The Russian-made An-24 aircraft operated by PMT Air crashed Monday during a storm while flying between Siem Reap — site of the famed Angkor Wat temple complex — and Sihanoukville on the southern coast.

Information Minister Khieu Kanharith announced that all aboard had been killed hours after the searchers located the crash site high on a forested mountain.

"All have died. It is confirmed," he said.

Thirteen South Korean and three Czech tourists were on board, as well as five Cambodian airline employees and a Russian co-pilot, officials said.

A helicopter spotted the crash site for the first time early Wednesday morning after some 1,000 soldiers and police mounted an urgent two-day search by land and air through treacherous jungle in rainy monsoon weather.

The plane crashed northeast of Bokor Mountain in Kampot province, according to provincial Deputy Governor Khoy Khun Huor, who said he saw the crash site from a helicopter.

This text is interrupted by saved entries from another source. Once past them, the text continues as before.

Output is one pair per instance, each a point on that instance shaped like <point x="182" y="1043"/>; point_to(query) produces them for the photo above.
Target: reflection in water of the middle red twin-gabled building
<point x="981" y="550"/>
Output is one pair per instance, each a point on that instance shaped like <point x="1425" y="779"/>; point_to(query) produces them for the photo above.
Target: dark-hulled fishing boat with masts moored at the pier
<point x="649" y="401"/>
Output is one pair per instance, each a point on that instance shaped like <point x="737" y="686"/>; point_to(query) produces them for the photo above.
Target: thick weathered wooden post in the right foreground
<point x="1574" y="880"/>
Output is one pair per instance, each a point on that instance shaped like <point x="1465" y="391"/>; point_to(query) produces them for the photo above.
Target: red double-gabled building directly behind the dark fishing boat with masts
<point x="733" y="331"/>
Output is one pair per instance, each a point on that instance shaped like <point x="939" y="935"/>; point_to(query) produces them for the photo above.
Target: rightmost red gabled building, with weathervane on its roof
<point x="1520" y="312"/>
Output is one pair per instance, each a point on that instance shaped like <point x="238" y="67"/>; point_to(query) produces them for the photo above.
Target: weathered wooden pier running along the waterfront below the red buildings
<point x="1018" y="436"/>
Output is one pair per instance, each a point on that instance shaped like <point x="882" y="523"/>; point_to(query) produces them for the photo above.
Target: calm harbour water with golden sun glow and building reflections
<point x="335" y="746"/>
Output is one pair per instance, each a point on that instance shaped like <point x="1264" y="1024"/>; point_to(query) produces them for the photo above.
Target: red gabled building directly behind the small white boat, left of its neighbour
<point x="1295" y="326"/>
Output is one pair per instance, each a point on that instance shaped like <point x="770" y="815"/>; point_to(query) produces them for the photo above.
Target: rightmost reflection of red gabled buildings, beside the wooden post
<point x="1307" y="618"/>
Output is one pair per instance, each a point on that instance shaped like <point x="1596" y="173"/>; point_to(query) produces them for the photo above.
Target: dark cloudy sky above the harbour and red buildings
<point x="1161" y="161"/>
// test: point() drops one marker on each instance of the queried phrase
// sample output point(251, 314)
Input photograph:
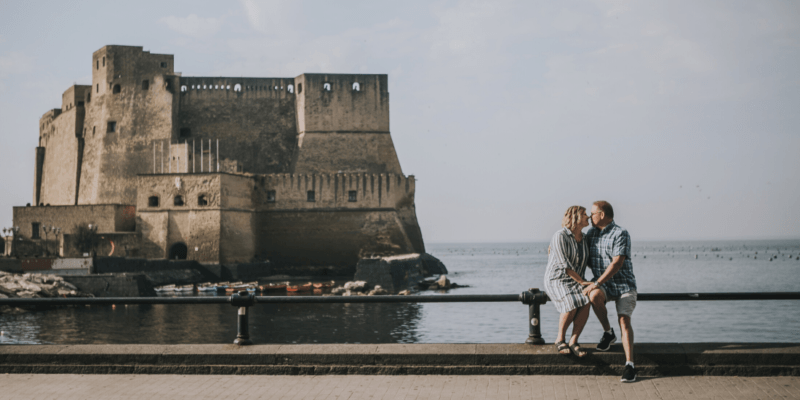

He said the wreckage did not appear to have been on fire.

More than a dozen family members of some of the South Korean passengers arrived in Phnom Penh from Seoul late Tuesday to await news of the fate of their relatives.

Ly Thuch, a disaster management official, said the Cambodian government will pay for their accommodation while they are in the country.

PMT Air is a small Cambodia airline that began flights in January from Siem Reap to Sihanoukville, a new domestic route launched by the government to spur the country's burgeoning tourism industry.

Sar Sareth, the airline's director, said Tuesday that he did not know what year the crashed plane was built, but added that it was in "good condition" before taking off from Siem Reap on Monday.

"It was always in compliance with flight technical and safety procedures. But we cannot say anything yet (about the cause) because information is on the flight recorder," he said.